The Anaheim Ducks captain should have been aware that the later you take a lead on the NHL’s comeback kings, the Calgary Flames, the less time they have to come roaring back. As such, Getzlaf’s two goals in the opening 2:51 of the game didn’t mean that his Ducks were in control. Not at all.
What it meant was that the Flames still had more than 57 minutes to forge a comeback. Nobody in the NHL has more points than Calgary when trailing after 20 minutes — or after 40 minutes, for that matter — and nobody was going to deny Calgary another two points on Wednesday night.
With all the lead-time Getzlaf provided, the Flames didn’t even need the rest of the first period to tie the game 2-2. Then they scored three times on four shots in the middle period to lead 5-3 after two periods, en route to a 6-3 win.

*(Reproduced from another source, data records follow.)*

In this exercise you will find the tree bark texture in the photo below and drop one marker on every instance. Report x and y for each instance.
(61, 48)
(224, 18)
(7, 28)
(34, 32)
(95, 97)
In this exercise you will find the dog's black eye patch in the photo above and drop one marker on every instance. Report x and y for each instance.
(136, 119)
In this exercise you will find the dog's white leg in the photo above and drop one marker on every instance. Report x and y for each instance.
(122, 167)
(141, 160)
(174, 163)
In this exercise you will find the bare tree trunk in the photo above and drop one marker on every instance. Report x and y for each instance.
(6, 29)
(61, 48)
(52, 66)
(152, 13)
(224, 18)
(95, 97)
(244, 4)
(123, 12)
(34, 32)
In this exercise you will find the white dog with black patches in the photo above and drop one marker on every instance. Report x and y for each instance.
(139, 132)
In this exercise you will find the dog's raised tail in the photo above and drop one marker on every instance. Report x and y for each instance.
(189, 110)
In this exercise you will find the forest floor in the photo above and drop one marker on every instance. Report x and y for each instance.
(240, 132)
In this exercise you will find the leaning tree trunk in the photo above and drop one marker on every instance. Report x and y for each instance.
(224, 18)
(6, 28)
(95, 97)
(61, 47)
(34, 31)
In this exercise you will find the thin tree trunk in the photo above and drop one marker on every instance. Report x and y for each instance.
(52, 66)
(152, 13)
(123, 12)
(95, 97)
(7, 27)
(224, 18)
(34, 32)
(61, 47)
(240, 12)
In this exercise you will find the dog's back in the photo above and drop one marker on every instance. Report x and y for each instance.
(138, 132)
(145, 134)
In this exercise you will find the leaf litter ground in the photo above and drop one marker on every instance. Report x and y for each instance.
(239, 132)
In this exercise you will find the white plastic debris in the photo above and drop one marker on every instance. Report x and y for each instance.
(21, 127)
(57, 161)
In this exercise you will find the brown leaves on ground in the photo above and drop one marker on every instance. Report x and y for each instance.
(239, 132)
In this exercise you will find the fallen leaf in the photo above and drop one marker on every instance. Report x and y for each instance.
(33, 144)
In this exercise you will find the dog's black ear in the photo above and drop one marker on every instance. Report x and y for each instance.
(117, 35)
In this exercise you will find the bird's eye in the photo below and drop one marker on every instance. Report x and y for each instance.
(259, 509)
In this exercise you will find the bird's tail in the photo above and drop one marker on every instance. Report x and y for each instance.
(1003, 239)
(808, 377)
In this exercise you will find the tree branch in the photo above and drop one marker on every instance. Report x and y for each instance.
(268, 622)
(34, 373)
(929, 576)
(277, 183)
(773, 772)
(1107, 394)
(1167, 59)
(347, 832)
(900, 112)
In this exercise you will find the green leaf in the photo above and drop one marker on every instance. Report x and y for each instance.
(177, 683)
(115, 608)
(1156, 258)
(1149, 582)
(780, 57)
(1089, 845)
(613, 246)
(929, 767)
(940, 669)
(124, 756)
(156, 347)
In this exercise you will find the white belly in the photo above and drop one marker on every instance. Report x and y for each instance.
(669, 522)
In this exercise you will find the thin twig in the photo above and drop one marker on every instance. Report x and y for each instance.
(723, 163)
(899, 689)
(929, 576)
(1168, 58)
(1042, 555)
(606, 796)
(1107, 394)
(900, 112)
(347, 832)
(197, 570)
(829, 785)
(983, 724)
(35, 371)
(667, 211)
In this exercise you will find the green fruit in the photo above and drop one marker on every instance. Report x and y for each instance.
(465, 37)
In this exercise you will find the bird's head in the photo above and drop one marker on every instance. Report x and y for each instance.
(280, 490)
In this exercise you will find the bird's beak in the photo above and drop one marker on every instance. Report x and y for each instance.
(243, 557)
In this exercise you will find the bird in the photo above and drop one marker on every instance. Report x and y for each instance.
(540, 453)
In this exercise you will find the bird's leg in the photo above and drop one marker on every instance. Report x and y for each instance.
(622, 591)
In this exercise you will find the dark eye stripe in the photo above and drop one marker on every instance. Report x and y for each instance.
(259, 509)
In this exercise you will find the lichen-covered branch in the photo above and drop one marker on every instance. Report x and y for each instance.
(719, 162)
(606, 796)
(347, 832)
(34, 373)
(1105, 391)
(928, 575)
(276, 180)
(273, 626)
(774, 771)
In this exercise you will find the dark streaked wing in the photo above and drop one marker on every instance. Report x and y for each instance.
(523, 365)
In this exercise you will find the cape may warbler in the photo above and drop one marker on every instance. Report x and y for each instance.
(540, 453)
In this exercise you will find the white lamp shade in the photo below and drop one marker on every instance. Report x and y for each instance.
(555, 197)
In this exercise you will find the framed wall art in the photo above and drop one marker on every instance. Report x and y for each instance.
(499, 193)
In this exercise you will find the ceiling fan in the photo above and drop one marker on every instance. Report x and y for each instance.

“You think about it,” began Johnny Gaudreau, who was worth the price of admission with two goals Wednesday. “We were down 4-0 with 13 minutes left the other night (in Ottawa), and came back from that. We come back from a lot of scores.”
This was a milestone night for the Flames, as Gaudreau’s pair gave him 50 points in his rookie season, while Sean Monahan added his 25th goal of the season and ex-Leaf Matt Stajan cashed in twice. It was Gaudreau who stole the show, though.
He was too quick for the Ducks and trying to hit Gaudreau was, as Brad McCrimmon once said of trying to put the body on Wayne Gretzky, “like hugging fog.”
“Johnny Gaudreau had the game of his young career so far. He’s going to get many more like this, but tonight he was flying,” assessed Calgary’s head coach Bob Hartley. “He was quick, he was supersonic. Gosh, even from the bench, many times, (assistant coach) Martin Gelinas and I were … looking at Johnny like we were hockey fans sitting in the stands, watching.”
Alas, they weren’t the only two standing around watching Gaudreau and the Flames skate.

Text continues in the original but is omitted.